Before the press zeroed in on Artois and the French space minister, one of the reporters asked a question of Charley, who was wearing a sky blue flight suit that showed off her trim, athletic figure. Her long hair was pulled back in a pony-tail. The reporter was an American, who naturally asked his question in English.
In addition to all the technical information she was trying to absorb, Charley was also taking a crash course in French. Her four semesters of French way back when allowed her to buy a glass of wine, find a restroom and ask for a kiss, but that was about it. She gave up trying to learn the names of all the people shoving information at her, and called everyone amigo. That froze a few smiles, but Pierre Artois said she was one of his pilots, so frozen smiles didn’t matter. She was actually grateful the first question was in English, until she heard it.
“Ms. Pine, some American pundits have said that hiring you to fly to the moon is just a publicity stunt by Monsieur Artois. Would you care to comment upon that?”
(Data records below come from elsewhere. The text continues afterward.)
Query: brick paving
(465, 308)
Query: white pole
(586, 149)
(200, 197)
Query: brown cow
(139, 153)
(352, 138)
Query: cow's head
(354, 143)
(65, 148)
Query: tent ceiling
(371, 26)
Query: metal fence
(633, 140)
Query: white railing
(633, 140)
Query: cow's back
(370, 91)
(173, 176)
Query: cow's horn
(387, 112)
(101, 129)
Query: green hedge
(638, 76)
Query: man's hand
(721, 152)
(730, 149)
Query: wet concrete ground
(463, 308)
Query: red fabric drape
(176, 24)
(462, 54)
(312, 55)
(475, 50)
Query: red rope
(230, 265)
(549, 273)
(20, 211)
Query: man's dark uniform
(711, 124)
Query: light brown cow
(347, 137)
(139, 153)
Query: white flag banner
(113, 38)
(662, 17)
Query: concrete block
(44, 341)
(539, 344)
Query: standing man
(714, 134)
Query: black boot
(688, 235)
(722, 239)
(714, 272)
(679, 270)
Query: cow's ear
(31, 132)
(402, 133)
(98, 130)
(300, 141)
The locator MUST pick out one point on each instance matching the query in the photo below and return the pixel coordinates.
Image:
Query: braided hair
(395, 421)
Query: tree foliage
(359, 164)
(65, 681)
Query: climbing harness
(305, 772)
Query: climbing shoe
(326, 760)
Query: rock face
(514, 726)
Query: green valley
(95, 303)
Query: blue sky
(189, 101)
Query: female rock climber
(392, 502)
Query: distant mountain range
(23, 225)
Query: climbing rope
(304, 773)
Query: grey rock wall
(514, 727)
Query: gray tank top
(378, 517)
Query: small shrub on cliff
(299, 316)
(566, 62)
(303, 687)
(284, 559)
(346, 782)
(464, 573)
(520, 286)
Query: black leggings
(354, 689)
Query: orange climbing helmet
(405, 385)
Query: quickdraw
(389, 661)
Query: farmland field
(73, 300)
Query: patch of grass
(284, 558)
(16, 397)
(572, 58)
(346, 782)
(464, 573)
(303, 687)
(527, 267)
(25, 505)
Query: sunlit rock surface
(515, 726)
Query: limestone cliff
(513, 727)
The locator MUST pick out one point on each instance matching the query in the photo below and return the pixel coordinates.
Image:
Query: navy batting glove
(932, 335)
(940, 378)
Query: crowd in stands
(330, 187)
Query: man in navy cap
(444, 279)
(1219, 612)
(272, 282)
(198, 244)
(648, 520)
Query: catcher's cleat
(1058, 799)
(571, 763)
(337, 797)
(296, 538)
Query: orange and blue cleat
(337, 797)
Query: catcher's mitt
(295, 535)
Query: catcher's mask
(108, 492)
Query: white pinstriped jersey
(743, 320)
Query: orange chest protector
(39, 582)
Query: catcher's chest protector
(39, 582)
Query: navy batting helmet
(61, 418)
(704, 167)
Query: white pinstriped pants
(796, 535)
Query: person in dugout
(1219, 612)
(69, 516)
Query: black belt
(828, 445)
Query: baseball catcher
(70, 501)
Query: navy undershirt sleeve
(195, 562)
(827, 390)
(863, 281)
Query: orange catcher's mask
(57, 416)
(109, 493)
“Not really,” she said lightly, trying to be cool. “I’ve been in space before.” Actually her flying credentials were as good as anyone’s. A graduate of the Air Force Academy and the air force’s test pilot program, a veteran fighter pilot and the pilot of the flying saucer that had made such a splash last year, she believed she deserved this job, so the sneering hurt. It also immunized her against second thoughts about Rip. She was going to do this or die trying.
The chief pilot on the first mission was a man, Jean-Paul Lalouette. He was five or six years older than Charley and seemed to share the condescending opinion of the American newspaper pundits, but he was too wise to let it show—very much. Charley picked up on it, though. She glanced at him now and saw he was wearing the slightest trace of a smile.
Lalouette and his male colleagues thought she should be very impressed with them. The fact that she wasn’t didn’t help their egos. “T. S.,” Charley Pine muttered, which was American for “C’est la guerre.”
After a couple of puff questions that allowed Charley to say nice, inane things about the French people and the lunar base project, the press zeroed in on Pierre Artois, to Charley’s intense relief. She took several steps backward and tried to hide among the technicians she and Lalouette were flying to the moon.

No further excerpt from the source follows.